Here is something odd, however. While gas prices are soaring in Europe, in the US they have barely moved. Measured by oil barrel equivalent, US gas is at slightly over $70, compared with more than $220 on this side of the Atlantic. The difference? The Americans turn their thermostats down? They put on an extra couple of jumpers? Not exactly. In fact, they use more power than we do. But the US has a huge shale industry, with industrial scale fracking. And we don’t.
That is not because there is any shortage of shale oil and gas. In truth, there is tons of the stuff. The Bowland Shale Reserve that stretches across the North of England is estimated to hold 37 trillion cubic metres of oil and gas. There is plenty more in the Weald Basin in the South, stretching from Tunbridge Wells to Winchester, and even more in Scotland and Northern Ireland. France has vast reserves (an estimated 137 trillion cubic feet) and Poland has even more. In short, there is plenty.

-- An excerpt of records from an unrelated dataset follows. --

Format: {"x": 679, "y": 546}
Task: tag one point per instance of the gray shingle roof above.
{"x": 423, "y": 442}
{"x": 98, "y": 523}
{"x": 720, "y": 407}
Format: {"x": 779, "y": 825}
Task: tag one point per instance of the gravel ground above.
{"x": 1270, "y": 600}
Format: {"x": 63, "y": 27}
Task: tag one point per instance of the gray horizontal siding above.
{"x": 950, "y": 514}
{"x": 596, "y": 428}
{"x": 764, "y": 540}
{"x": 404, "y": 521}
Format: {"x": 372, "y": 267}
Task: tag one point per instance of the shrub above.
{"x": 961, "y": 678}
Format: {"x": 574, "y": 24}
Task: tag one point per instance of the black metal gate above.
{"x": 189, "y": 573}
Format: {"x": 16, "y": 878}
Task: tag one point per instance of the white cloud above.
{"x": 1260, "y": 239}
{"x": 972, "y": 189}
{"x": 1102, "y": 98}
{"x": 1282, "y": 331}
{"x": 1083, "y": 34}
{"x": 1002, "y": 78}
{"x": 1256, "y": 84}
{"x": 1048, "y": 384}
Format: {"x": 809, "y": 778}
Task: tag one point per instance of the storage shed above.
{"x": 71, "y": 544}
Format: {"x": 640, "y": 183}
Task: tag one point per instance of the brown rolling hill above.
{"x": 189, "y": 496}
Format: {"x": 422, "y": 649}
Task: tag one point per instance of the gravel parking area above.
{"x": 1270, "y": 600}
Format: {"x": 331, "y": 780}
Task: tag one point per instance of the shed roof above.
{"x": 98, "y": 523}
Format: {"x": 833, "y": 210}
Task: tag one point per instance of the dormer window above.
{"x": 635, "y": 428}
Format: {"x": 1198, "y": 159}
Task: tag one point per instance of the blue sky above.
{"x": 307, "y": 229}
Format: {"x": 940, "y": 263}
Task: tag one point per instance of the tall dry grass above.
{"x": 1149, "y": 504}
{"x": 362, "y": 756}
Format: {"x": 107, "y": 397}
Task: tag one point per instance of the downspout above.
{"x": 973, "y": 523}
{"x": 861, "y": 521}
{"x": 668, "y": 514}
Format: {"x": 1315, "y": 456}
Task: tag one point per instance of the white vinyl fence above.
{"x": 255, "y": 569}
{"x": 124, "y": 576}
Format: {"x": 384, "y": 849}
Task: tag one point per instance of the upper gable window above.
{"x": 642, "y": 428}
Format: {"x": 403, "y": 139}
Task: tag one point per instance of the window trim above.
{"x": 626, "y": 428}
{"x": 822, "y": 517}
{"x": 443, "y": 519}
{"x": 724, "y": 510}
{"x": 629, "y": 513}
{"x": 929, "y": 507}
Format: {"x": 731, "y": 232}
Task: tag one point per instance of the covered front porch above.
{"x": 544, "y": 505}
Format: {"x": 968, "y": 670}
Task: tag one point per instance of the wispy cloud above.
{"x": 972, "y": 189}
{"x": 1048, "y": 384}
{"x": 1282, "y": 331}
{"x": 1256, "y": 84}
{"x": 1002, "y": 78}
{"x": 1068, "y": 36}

The problem is no one is allowed to extract it. France decided on a total ban in 2017, a decision upheld by President Emmanuel Macron, while in this country it has been put on hold more or less indefinitely, as it has across most of the rest of Europe.

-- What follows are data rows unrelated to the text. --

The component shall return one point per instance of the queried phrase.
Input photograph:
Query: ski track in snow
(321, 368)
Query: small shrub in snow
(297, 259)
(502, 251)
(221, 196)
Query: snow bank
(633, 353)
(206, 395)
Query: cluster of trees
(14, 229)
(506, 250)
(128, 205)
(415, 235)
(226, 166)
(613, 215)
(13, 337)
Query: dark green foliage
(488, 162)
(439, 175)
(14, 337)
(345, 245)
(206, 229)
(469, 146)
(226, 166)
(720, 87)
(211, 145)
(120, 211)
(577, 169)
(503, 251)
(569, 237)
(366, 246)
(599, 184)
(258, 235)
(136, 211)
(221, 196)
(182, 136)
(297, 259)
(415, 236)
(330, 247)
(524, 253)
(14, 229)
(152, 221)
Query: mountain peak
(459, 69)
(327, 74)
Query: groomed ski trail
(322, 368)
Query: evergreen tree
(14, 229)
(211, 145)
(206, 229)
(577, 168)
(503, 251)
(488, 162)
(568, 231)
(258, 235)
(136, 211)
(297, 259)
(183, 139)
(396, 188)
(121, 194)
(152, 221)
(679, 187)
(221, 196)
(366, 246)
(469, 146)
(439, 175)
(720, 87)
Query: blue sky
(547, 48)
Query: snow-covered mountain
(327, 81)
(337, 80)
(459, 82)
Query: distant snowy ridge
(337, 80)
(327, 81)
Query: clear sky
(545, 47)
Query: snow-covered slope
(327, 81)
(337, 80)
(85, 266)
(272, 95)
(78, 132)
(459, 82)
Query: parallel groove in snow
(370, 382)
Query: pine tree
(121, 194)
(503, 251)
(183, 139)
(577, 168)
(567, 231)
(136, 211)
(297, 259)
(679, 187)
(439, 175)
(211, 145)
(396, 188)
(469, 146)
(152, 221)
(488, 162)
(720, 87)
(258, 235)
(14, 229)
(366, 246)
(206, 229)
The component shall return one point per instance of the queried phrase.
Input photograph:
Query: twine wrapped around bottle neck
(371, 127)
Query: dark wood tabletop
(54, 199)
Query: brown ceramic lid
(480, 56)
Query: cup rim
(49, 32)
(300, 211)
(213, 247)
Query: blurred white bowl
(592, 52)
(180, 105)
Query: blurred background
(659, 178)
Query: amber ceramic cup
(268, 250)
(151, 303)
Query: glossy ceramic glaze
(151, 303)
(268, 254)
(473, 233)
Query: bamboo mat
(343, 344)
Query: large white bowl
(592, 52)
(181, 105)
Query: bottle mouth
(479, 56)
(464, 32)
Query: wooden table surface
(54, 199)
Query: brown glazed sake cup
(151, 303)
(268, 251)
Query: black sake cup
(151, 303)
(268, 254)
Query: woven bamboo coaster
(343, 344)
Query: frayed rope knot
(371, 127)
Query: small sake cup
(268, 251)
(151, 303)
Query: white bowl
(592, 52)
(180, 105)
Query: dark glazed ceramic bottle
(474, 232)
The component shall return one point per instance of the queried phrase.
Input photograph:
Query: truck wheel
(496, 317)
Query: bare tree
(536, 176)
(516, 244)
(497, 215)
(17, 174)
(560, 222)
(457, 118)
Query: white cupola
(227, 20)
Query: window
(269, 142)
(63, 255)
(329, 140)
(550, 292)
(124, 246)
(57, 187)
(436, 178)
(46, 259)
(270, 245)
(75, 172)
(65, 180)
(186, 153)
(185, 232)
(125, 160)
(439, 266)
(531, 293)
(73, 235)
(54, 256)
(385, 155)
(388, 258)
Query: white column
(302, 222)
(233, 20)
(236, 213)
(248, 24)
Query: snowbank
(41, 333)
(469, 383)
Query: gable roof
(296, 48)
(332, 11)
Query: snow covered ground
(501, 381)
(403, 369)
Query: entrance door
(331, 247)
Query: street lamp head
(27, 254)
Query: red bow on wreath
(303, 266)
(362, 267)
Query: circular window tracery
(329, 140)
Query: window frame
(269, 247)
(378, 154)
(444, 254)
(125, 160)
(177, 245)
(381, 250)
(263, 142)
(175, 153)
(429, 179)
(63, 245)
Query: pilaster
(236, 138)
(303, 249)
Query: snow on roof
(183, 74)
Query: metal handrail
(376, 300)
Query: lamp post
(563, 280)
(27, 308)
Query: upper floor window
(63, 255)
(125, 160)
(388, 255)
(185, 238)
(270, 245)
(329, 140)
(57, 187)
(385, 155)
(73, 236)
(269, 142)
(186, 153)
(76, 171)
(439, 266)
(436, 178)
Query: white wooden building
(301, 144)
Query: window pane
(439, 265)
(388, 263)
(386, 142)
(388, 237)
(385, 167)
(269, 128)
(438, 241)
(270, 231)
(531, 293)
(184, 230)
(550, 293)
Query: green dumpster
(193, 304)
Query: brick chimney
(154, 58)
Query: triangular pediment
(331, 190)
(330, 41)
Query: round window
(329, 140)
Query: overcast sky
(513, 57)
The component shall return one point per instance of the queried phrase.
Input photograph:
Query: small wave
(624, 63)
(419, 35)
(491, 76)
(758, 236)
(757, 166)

And yet, what was the real harm? The only genuine problem with fracking in the US is that for most of the last few years, prices haven’t been high enough to make it worthwhile. Otherwise, it has been completely successful. The country hasn’t been ravaged by earthquakes, nor has it damaged unborn babies, to take just a couple of the scare stories put out by its opponents. It has been just fine.
In reality, the anti-frackers that dominated the debate make the anti-vaxxers look like pillars of scientific rationality by comparison. They peddled a toxic mixture of alarmism and conspiracy theories that were completely untroubled by evidence or reason. It is even relatively clean.